One practical implication to be taken from this simple study involves the choice to include or exclude the middle option when constructing scales. Indices of variability did not differ based on inclusion or exclusion of the ‘middle’ response category in scale-level scoring. Additionally, correlations of scale scores computed without scoring the middle response option were nearly identical to scale scores computed with inclusion of the ‘3’ option. Correlations ranged from .94 to 1.0 (even though fewer items contributed to scale scores when the ‘3’ option was coded as missing). This suggests one option available to researchers who are concerned with the ambiguity associated with middle response-option endorsement: exclude these moderate scores from scale-construction. This could either be done by exclusion of the ‘3’ category in scoring, or by using a ‘−2’, ‘−1’, ‘1’, ‘2’ scoring protocol. The use of a 1 → 5 rather than a −2 → +2 analog is likely preferable in feedback contexts, where negative connotations could be inferred from a negatively valenced scale score. A second practical implication involves the choice to include or not include an N/A option for respondents. This option would seem preferable to the no- or alternative-scoring options, as a higher number of scale-items would be retained for scale identification.

It is possible that, with Likert-type indicators of personality constructs, there is a confounding of the construct(s) being measured with the process used to measure the construct(s).

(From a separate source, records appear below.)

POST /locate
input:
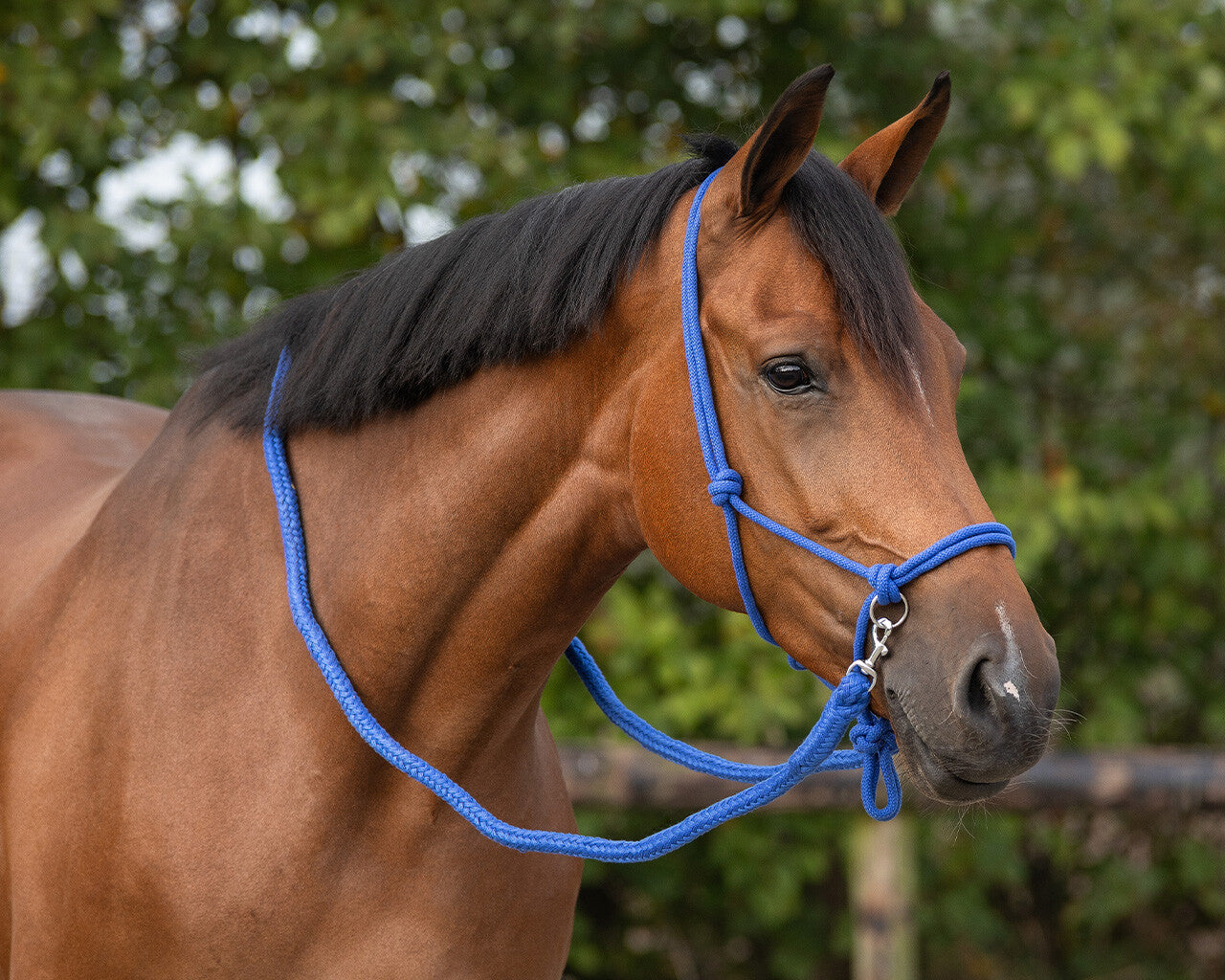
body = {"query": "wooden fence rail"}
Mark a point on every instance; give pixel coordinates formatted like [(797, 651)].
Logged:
[(880, 857), (1146, 781)]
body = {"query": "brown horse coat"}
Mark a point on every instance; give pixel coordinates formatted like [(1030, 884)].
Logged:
[(179, 792)]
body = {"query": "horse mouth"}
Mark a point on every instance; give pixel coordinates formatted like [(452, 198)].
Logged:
[(928, 773)]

That is, the Likert-type response scale may not be entirely orthogonal to the construct(s) being measured. Is it not possible, in the current context, that a neurotic individual would be more likely to choose the ‘neither’ category than would a non-neurotic individual (or conversely, a conscientious person would avoid the use of the uncertain category?).Footnote 1 Test developers should carefully consider response scales and their potential relationship with the construct(s) being measured, and given this possibility, an “N/A” option should surely be presented to respondents on personality assessments.

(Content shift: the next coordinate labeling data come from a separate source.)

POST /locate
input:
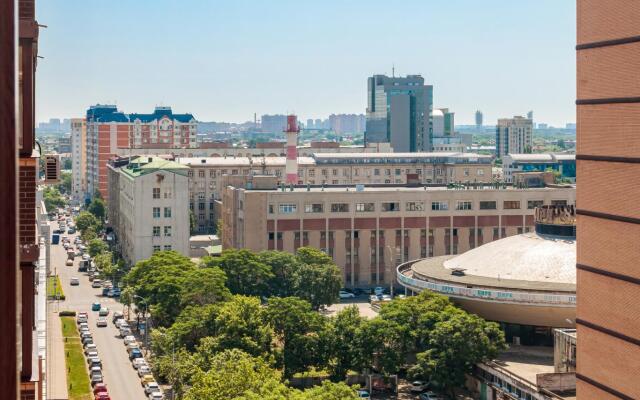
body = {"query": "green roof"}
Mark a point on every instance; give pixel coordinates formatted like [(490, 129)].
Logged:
[(143, 165)]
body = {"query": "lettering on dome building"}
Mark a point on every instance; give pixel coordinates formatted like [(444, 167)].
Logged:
[(555, 215)]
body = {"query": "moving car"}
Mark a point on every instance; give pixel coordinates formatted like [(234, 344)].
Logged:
[(419, 386), (346, 295)]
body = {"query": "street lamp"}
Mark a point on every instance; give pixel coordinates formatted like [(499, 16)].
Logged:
[(146, 324)]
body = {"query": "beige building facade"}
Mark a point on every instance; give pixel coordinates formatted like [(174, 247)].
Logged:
[(207, 173), (369, 232), (149, 207)]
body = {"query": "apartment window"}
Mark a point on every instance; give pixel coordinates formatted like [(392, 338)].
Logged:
[(287, 208), (390, 206), (488, 205), (531, 204), (314, 208), (415, 206), (439, 205), (340, 207), (511, 205), (365, 207), (464, 205)]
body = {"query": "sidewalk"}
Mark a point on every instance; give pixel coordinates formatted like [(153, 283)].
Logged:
[(56, 368)]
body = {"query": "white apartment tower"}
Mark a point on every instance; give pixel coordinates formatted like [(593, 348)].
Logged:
[(514, 135)]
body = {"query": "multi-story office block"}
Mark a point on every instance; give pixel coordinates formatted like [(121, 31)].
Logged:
[(399, 112), (207, 173), (565, 164), (608, 155), (514, 135), (109, 130), (149, 207), (78, 159), (370, 230)]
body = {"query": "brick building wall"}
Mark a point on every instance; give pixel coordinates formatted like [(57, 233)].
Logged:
[(608, 169)]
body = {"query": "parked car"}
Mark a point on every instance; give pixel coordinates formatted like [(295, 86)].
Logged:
[(116, 316), (151, 387), (346, 295), (136, 353), (146, 379), (129, 339), (419, 386), (144, 370)]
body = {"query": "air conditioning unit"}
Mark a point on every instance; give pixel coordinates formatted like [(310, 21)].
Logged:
[(52, 169)]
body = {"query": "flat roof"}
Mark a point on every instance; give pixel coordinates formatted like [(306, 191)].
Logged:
[(434, 268)]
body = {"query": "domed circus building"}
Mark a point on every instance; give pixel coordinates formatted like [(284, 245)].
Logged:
[(526, 282)]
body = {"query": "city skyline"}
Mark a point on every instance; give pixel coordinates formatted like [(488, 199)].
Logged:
[(260, 50)]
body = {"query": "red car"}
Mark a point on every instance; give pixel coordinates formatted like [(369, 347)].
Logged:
[(99, 388)]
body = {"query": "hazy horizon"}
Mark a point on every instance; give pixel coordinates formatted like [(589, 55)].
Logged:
[(225, 61)]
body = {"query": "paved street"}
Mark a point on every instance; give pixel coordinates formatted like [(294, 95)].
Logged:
[(120, 377)]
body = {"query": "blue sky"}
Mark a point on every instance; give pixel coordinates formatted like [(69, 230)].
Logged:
[(225, 60)]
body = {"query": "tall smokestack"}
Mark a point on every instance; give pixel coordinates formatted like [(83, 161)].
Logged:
[(291, 168)]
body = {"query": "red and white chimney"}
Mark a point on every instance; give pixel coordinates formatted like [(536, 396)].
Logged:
[(291, 168)]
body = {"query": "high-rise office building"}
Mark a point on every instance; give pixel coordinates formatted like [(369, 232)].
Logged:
[(399, 112), (608, 226), (514, 135), (479, 119), (78, 159)]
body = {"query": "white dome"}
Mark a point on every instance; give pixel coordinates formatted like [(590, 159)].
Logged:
[(527, 257)]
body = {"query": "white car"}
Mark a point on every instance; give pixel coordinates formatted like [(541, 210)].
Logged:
[(144, 370), (343, 294), (138, 362), (152, 387), (129, 339)]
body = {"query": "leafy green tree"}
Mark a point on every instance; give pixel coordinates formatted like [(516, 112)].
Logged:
[(85, 220), (234, 374), (97, 208), (344, 352), (456, 344), (246, 273), (97, 246), (296, 327)]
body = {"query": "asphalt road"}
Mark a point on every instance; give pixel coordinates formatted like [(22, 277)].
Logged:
[(121, 378)]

Although respondents will sometimes use the middle response option as an N/A proxy, this misuse did not adversely affect reliability and validity estimates in the current study. The use of the middle category as a dumping ground should be viewed as problematic beyond the ambiguity involved with the meaning of the response, however, as the lack of effect on reliability and validity coefficients in the current study could have been attributable to the low overall frequency with which respondents chose the N/A response option category. One situation in which respondents would be expected to choose N/A was manipulated in the current study: item complexity. Another environment in which the N/A/middle category confound is expected to be prominent is in on-line assessment.

As more instruments move toward on-line administration formats, more respondents become test-savvy with regards to implicit expectations of response. That is, as on-line assessments become more prevalent and standardized, expectations of respondents should become more well-formulated as they increase their own personal exposure to such assessments. It is not uncommon to encounter on-line questionnaires that ‘bump’ respondents back if fields are not completed. The prevalence of this on-line procedure would be expected to create response tendencies in frequent test-takers: respond to all items. The instructional set of ‘respond to the best of your ability’ used in the current study carries an implicit message of ‘do not respond if you are unable’. The instructions did not have an effect on either the tendency to skip items or the middle response/N/A relationship. Without the availability of an N/A option and with an implicit (and sometimes explicit) rule to answer all items, scale-level scores are possibly being influenced by ‘untrue’ middle response category endorsement. It is therefore recommended that item developers (especially in on-line administration contexts) include an N/A option, as this simple inclusion should address one potential area of ambiguity regarding middle-response endorsement.